Manodopera a poco prezzo, invasione di profughi, la revisione dei contratti imprenditoriali e impegni politici, saranno messi in discussione, magari naufragare, è il conto che l’Occidente si troverà a pagare per i suoi errori nei rapporti con l’altra sponda del Mediterraneo. Errori che trovano anche le radici nello sviluppo di una diplomazia chiusa nei salotti dell’ufficialità e che raramente interloquisce con la società di quel paese, portando ad ignorare i fermenti, trovandosi impreparati ai cambiamenti in atto in questi giorni. Sergio Romano, ex ambasciatore ed editorialista del Corriere della sera, legittimamente prende le difese della categoria dei diplomatici nell’impossibilità di prevedere una così esplosiva reazione a tanto scontento, archiviando l’epoca di Rudyard Kipling, con il suo Kim, o dei romanzi di Graham Greene e di Eric Ambler, dove l’opera di intelligence non si svolge solo negli uffici dei politici, ma soprattutto auscultare la popolazione.
D’altronde sembra rimasta sorpresa ed impreparata anche Al Qaeda nel Maghreb islamico, contraddicendo gli slogan che si ritieni vicina al “popolo”.
L’Europa come gli Stati uniti e il Mondo arabo dibatte come intervenire in Libia, l’Onu, come in altre occasioni, rimane bloccata dalle contrarietà della Russia o della Cina. L’ex Società delle nazioni da dimostrazione di essere un carrozzone macina soldi, come ogni sua agenzia, inadeguata a prendere decisioni che coinvolgono la vita dell’umanità e facendo scelte grottesche, se non crudeli, come affidare alla Libia la commissione per i Diritti umani. La Nato potrebbe chiedere, in attesa di accogliere la richiesta della Lega araba dell'istituzione della no-fly zone, ai paesi aderenti di schierare navi militari per effettuare una pressione sul Gheddafi. Un’eventualità sulla quale l’Unione africana riflette, mettendo in secondo piano la protezione della popolazione civile in Libia.
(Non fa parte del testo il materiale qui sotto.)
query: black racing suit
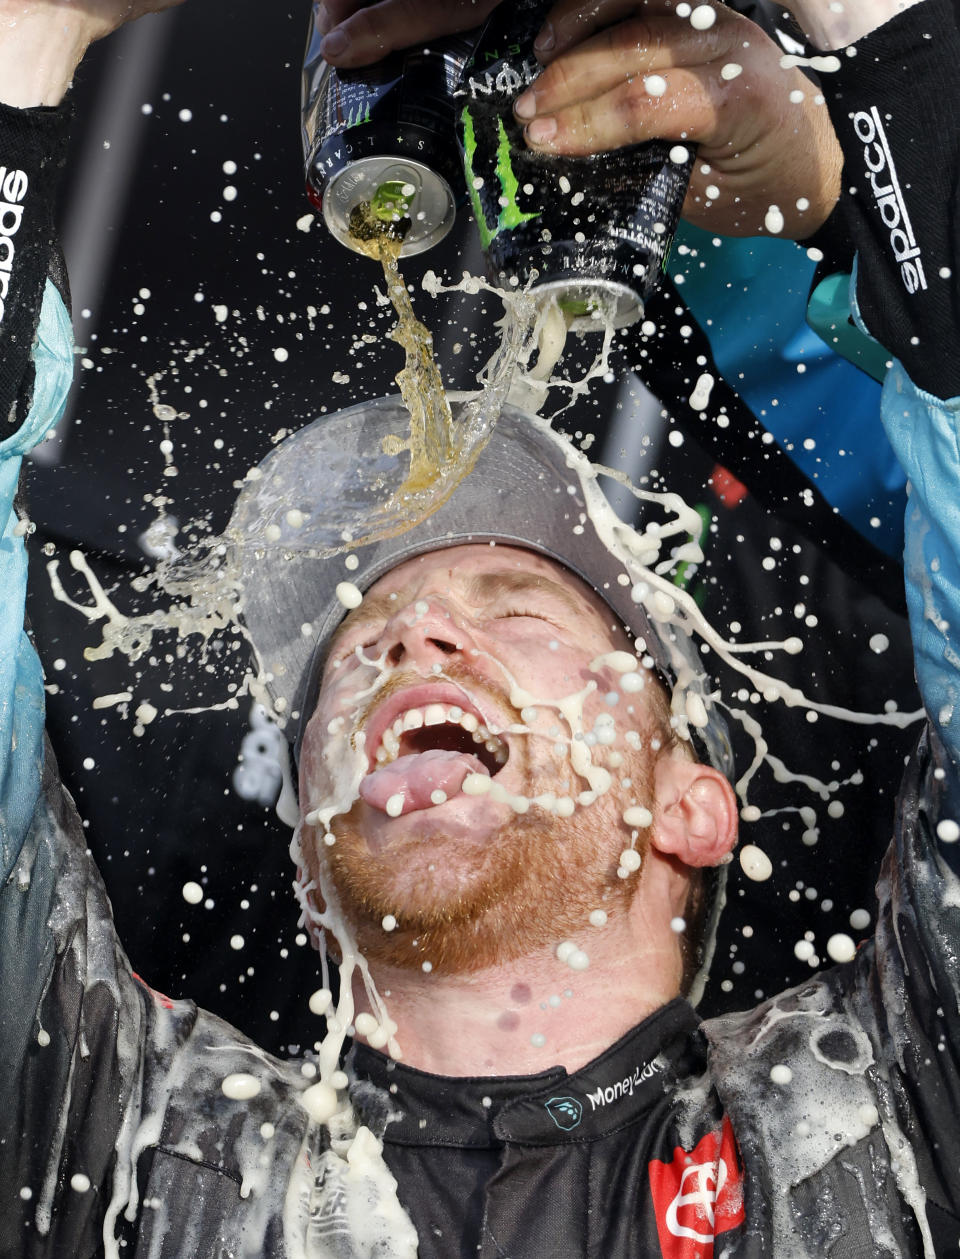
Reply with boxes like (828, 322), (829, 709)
(3, 3), (960, 1256)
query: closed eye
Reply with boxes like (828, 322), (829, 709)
(495, 607), (561, 627)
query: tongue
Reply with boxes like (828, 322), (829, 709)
(360, 749), (490, 815)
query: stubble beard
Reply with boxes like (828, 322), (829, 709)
(314, 755), (655, 976)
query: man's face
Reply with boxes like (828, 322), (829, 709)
(299, 544), (668, 973)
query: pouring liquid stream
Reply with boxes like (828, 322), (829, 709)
(348, 201), (497, 525)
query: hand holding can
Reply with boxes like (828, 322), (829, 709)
(514, 0), (843, 240)
(456, 0), (696, 330)
(314, 0), (844, 246)
(312, 0), (503, 67)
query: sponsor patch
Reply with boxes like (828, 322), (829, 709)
(852, 106), (927, 295)
(0, 165), (28, 326)
(544, 1096), (583, 1131)
(586, 1057), (665, 1112)
(648, 1115), (745, 1256)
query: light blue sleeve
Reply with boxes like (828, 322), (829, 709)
(673, 224), (903, 557)
(0, 279), (74, 870)
(878, 360), (960, 773)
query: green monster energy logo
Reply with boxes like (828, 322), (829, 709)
(461, 106), (540, 250)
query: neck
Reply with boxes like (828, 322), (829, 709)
(354, 914), (683, 1077)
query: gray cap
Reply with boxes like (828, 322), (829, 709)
(226, 392), (732, 777)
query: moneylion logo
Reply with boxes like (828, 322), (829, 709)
(852, 107), (927, 295)
(585, 1057), (664, 1112)
(544, 1096), (583, 1131)
(0, 165), (29, 327)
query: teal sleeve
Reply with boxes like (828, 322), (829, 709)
(0, 279), (73, 869)
(878, 359), (960, 776)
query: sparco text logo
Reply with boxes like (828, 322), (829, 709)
(0, 166), (29, 326)
(586, 1058), (663, 1111)
(853, 107), (927, 295)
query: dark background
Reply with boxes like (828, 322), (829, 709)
(23, 1), (919, 1055)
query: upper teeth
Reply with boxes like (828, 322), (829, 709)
(373, 704), (507, 766)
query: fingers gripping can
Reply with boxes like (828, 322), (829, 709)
(301, 3), (477, 256)
(455, 1), (696, 329)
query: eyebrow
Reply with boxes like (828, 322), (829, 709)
(463, 570), (588, 619)
(326, 565), (594, 662)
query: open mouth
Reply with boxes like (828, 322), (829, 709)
(372, 703), (509, 777)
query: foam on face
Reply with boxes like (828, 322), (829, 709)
(92, 396), (920, 1119)
(288, 575), (687, 1100)
(44, 250), (932, 1257)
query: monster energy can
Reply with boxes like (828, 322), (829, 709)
(301, 3), (478, 256)
(456, 0), (695, 329)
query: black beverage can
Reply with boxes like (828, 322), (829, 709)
(455, 0), (695, 328)
(301, 3), (478, 256)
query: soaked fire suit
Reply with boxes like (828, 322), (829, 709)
(3, 3), (960, 1256)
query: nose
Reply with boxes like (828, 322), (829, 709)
(380, 596), (471, 670)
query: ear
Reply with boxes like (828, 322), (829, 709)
(649, 754), (739, 868)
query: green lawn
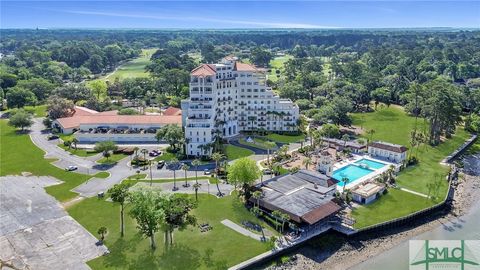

L’Occidente non può deludere, per troppa prudenza, deludere le aspettative di democrazia e libertà di un popolo. È già avvenuto negli anni ’60 con l’Ungheria e poi i kurdi, gli siiti e ad altri popoli occultati dai poteri forti. Ormai l’Unione europea come gli Stati uniti non possono far finta di aver espresso duri giudizi nei confronti di Gheddafi e se la dittatura libica uscirà indenne dalla rivolta non dimenticherà chi l’ha contrastato e la storia insegna come sia il colonnello estremamente vendicativo. Un personaggio rancoroso capace, come ha saputo dimostrare, di organizzare atti di terrore in e sopra altri paesi.
La Francia, pur rimanendo allibita come il resto dell’Occidente dai mutamenti e dalle incognite del futuro che stiamo vivendo, non si limita solo a condannare l’utilizzo “spropositato” della forza e temporeggiare, ma riconosce per prima il Consiglio nazionale dei rivoltosi libici come legittimo rappresentante del paese nordafricano e propone dei “bombardamenti mirati”, scansando Catherine Ashton, l’opaca responsabile della Politica estera dell'Ue, e le sue titubanze. Una Francia che diventa quello che è la Germania nell’economia: la locomotiva della politica estera dell’Europa dalla parte dei popoli, dopo aver precedentemente parteggiato per i tiranni.
Il ribollire nel Mondo arabo dello scontento, potrebbe essere l’occasione per l’Occidente di riflettere tra trattati di cooperazione Commerciale e quelli di Sviluppo, tra incassare subito i soldi e la possibilità di costruire un futuro per ogni persona e non solo per chi specula nella finanza e sulle risorse altrui.